Thursday, May 19, 2011

Finally...

I'm grinning from ear to ear... I passed my Fellowship exam! So after four years of registrar calls, haphazard studying, fractured social intelligence and frequent medication adjustments in the entire household I am finally a (it sounds so weird) specialist anaesthesiologist. Well, at least from the end of next month when my reg time is officially finished and I can register as a consultant.

The examination was one of the longest days of my life. The day before, the accumulated stress took control of my body as if I'd been invaded by an alien life form: eczema attacked my body in burning filigreed ridges; my viscera felt as if they were being knotted into strange non-Euclidian shapes by a voodoo mathematician. The exam itself was not as horrendous an experience as I thought it would be - but I felt, suitably, that I had had my knowledge analyzed to forensic precision in all four dimensions, but without any malice.

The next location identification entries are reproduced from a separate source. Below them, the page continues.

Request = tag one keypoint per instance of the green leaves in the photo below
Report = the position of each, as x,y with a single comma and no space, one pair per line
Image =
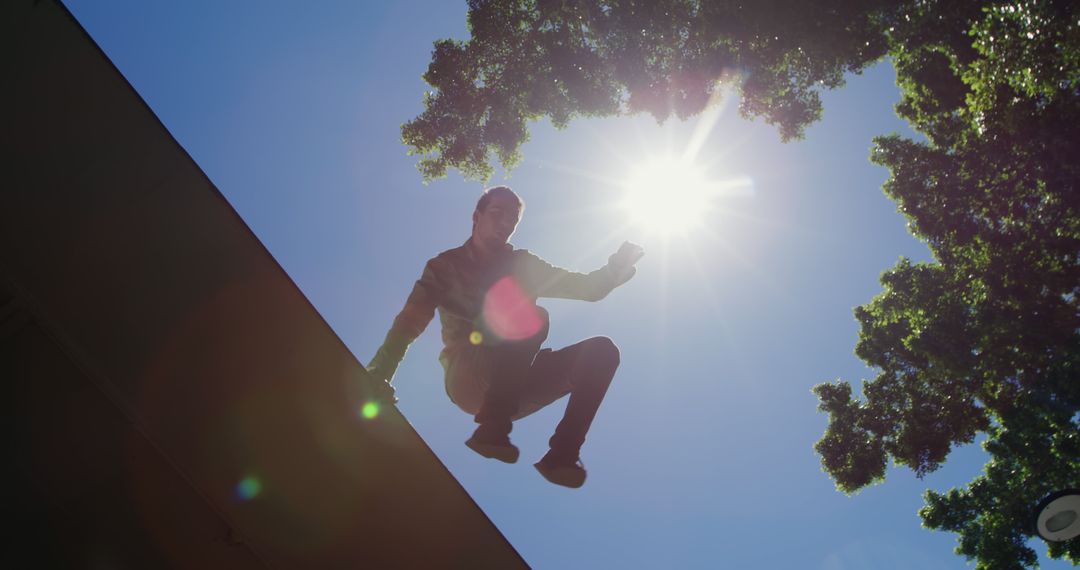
984,340
559,59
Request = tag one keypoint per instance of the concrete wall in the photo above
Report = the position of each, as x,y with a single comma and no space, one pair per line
163,365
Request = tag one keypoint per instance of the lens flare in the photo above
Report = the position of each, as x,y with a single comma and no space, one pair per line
369,410
248,488
509,312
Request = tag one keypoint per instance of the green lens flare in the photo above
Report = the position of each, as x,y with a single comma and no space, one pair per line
369,410
248,488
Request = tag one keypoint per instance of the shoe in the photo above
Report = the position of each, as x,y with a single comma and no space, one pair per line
494,447
565,471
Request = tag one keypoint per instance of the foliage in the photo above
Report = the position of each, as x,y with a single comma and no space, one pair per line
982,341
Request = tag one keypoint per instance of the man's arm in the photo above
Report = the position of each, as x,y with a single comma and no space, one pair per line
551,281
409,323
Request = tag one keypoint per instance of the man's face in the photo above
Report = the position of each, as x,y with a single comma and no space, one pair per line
497,221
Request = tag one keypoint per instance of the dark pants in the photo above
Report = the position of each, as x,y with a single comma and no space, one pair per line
509,380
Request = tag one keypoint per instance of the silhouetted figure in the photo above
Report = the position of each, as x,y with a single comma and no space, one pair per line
486,292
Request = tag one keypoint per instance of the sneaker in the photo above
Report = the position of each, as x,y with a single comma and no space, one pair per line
565,471
494,447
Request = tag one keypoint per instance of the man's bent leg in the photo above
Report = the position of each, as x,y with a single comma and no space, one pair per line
509,364
589,366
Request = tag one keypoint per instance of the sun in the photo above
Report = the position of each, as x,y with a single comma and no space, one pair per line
667,195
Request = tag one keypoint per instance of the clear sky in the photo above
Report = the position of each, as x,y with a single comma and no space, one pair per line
702,453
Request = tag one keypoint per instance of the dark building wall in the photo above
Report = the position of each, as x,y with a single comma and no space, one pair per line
159,356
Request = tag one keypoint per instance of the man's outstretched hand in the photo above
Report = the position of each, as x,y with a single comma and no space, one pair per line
622,261
628,255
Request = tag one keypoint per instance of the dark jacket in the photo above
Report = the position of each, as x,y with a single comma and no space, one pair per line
455,282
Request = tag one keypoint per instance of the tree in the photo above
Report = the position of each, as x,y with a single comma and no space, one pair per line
982,341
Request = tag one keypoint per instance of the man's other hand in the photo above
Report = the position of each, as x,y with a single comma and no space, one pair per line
380,387
628,255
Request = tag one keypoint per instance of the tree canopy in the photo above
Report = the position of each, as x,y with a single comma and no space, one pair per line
984,340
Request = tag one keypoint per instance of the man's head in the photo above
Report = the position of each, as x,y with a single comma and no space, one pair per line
496,217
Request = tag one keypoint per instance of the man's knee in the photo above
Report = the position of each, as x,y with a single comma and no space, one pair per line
605,351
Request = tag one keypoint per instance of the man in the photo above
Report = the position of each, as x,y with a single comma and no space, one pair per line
486,293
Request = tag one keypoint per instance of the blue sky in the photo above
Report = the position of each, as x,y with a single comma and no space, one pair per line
702,453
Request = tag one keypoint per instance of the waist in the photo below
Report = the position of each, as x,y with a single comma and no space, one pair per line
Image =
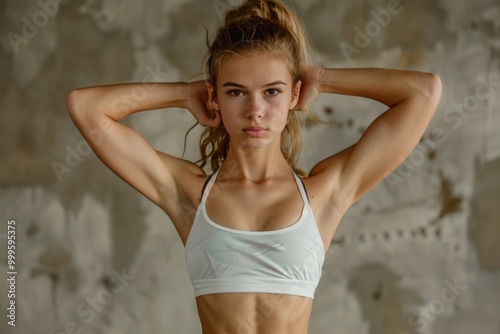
267,285
252,313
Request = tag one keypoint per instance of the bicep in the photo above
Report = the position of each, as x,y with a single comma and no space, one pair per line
384,145
124,151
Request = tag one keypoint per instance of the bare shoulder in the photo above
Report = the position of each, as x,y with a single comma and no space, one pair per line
328,198
324,181
181,200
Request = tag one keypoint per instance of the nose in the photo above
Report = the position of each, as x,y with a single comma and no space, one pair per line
255,108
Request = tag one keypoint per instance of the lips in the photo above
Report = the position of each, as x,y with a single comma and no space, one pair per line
254,131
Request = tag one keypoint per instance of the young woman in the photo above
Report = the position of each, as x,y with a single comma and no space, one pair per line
255,232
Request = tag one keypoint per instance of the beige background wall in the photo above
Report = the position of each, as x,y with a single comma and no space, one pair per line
418,254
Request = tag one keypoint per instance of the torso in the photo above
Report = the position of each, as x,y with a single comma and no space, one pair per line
259,208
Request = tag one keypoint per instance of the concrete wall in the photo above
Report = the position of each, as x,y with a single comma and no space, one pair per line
418,254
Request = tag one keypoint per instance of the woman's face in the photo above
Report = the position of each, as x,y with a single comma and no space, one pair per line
254,95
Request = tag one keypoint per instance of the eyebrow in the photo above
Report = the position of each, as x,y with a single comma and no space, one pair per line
233,84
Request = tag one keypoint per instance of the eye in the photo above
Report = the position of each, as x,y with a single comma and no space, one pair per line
234,92
273,91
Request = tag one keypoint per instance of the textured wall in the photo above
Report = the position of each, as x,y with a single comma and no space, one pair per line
418,254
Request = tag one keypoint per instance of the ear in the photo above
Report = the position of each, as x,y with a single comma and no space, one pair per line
295,94
212,103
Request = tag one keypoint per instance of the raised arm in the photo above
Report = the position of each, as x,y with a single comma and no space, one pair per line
96,111
412,98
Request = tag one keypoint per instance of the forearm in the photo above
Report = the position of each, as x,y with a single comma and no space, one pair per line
119,101
386,86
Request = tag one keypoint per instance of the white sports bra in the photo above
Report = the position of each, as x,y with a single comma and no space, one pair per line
284,261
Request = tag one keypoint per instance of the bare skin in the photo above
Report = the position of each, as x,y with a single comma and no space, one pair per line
252,97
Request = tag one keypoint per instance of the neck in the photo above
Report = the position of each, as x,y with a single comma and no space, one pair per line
255,164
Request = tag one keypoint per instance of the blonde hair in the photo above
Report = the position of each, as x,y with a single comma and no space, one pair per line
256,26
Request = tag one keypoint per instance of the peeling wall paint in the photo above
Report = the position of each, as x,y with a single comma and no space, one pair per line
93,255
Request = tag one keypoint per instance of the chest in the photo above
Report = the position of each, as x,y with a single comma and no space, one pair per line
255,208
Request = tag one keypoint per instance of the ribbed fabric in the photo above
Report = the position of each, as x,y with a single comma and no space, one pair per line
284,261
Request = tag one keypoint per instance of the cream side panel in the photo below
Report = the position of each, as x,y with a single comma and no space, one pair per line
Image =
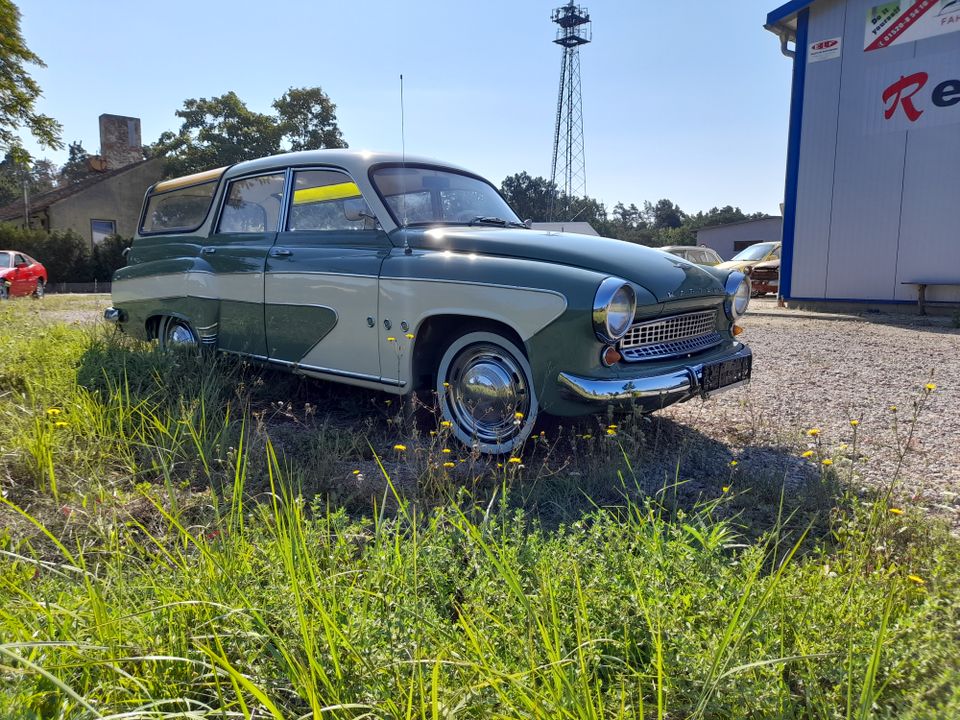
526,310
243,287
352,344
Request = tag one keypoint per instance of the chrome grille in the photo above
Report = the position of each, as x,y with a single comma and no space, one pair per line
671,336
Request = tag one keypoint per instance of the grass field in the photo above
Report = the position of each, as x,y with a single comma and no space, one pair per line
189,537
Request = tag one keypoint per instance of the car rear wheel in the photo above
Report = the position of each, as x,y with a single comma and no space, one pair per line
485,389
174,332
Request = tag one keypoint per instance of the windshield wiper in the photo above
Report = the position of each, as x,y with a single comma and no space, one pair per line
493,220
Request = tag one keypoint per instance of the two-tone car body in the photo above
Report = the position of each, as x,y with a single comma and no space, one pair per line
404,274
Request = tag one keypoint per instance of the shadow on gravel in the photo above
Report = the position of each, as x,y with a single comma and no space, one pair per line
331,441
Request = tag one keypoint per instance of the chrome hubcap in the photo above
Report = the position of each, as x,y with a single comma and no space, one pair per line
180,335
487,389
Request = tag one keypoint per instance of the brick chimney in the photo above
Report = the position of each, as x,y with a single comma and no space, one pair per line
120,141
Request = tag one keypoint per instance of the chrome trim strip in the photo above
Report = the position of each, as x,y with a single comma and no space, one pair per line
480,284
684,382
325,371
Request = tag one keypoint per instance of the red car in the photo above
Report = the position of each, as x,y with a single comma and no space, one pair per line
20,275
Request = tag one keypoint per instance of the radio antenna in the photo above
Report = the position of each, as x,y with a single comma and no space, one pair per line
403,165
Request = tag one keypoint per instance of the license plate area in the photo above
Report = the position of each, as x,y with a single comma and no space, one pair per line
726,372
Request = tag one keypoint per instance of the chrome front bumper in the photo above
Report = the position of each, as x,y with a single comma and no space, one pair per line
653,390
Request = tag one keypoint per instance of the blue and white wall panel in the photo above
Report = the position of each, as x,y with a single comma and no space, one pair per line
877,199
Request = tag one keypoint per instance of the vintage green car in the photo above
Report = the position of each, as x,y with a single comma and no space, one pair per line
403,274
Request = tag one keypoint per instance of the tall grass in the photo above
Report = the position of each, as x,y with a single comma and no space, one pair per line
162,557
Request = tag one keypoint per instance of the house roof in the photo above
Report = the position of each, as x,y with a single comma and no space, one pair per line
44,200
784,18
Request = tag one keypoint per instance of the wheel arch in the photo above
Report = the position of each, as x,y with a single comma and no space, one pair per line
435,334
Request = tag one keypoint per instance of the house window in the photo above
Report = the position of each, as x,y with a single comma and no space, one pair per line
102,229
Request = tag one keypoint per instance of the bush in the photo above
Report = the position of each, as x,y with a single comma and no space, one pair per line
67,255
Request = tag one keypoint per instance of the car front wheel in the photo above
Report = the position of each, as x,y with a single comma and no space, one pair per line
485,389
174,332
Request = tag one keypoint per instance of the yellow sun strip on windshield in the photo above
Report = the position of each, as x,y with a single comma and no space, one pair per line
195,179
325,192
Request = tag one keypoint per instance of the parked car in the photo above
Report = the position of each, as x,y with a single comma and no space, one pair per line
20,274
404,274
701,255
751,256
765,277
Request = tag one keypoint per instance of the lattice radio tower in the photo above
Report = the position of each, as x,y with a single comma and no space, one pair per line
568,171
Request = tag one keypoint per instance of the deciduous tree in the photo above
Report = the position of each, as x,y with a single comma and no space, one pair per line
18,90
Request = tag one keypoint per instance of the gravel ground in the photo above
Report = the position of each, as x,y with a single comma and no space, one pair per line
822,372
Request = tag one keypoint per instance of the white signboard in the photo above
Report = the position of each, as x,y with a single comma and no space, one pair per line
824,50
895,23
913,94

I would not be sitting here blogging happily on the other end of the examination rift valley if it weren't for my wife, who has been continuously juggling the household, my mood swings and her own career while I was attending the shotgun wedding of my brain to Stoelting's Anesthesia and Co-Existing Disease. On top of that she's done a Diploma in HIV Management at the same time as my FCA - her results came out today and (of course) she sailed through it.


It's things like this that make my jaw drop at the power of Female Multi-Tasking. The wife is definitely a Quad-Core i5 to my first generation Pentium. And on that note, I have to smugly boast about my post-exam present to myself: a brand new iMac, the top-of-the-range 27" model that just came out. I'm in computing nirvana and this is my first post from it's gorgeous svelte platform. The new iMac is definitely the computer equivalent of Scarlett Johannson. (I've even named it Scarlett. Yes, I name my gadgets. My iPod is called Chuck, my HP laptop Sabrina and my portable hard drive Marvin in honour of its expansive information content and what I suspect is a dysthymic electronic disposition - it somehow always is reluctant to engage when first connected.)

In all, I've been truly humbled and touched by all the support from so many friends, family members that it honestly feels as if you all wrote the exam with me. What now? For the moment, work continues for the next few weeks - until the end of June when my contract runs out. I would love to stay in the state service but there are unfortunately no specialist posts available, and since my four years as a registrar are done I must make way for a new trainee. So I'm going to be unemployed for a bit - for the first time in my life really, and although that sounds scary I daresay it's high time. I've been running in a hamster wheel since school, everything decided for me - first Matric, then med school, internship, community service, anaesthesia training... (ok, I took a 2 year working holiday in the UK but it still involved anaesthesia locums to pay the way.)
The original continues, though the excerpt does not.